At times during the lengthy discussion, the exchange between Mayor Leigh MacKerchar and Hawley became heated, with MacKerchar loudly declaring Hawley out of order when he interrupted the board’s discussion with attorney Ed Brockman.

The resolution seeks the state legislature approval for the village to transfer ownership of about 1.3 acres of land to Keuka Outlet Development to be used in the project. According to the resolution, in 1972, the state legislature authorized the transfer of village parkland property to Penn Yan Boats in a land swap that netted the village a larger lot (over 2 acres) on the opposite side of the Keuka Outlet, adjacent to the Liberty Street Bridge. A pedestrian bridge crossing the outlet is located on that lot, which was previously the site of Angler Boats.

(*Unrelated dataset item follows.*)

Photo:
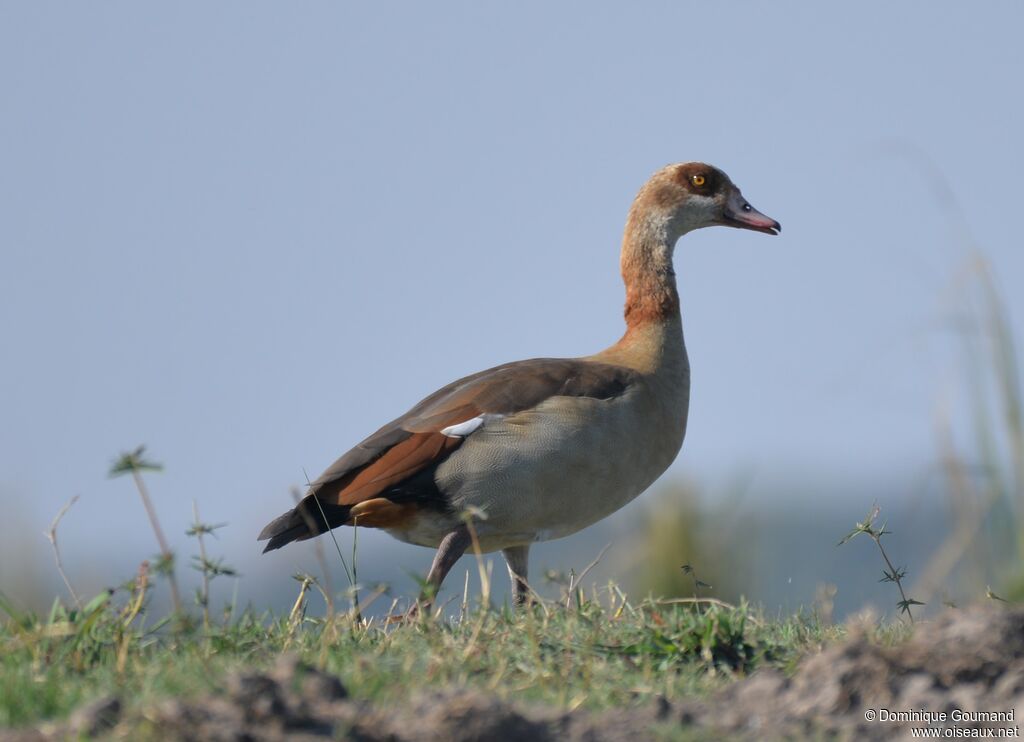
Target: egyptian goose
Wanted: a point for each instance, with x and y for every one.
(546, 446)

However, as research into boundaries and titles was taking place earlier this year, it was determined that a strip of land the village had acquired from Seneca Grape Juice in 1965 was not included in the 1972 description of the parkland transferred to the boat company.

The strip of land is essentially the extension from Hicks Street to a bridge that crosses Kimball Creek—about 200 feet long, according to Kevin MacAuliffe, attorney for KOD. He said the property had been used by Penn Yan Boats for many years, and there have been four to five descriptions of the property used in the past.

Trustee Willie Allison and Mayor Leigh MacKerchar both said they had been involved with village or fire department operations since the 1970s, and they never believed any of the land in that area belonged to the village.

The new resolution includes a legal description of the property.

MacKerchar said the resolution achieves what was intended to be done in the 1970s. “If the state gives us the OK, it should clear up a lot of questions,” he said.

Monday night, the Yates County Legislature adopted a resolution joining the village’s request for home rule legislation.

Hawley continues to say the proposed transaction is illegal and says he may attempt other means, including a lawsuit to keep the property exchange from moving forward.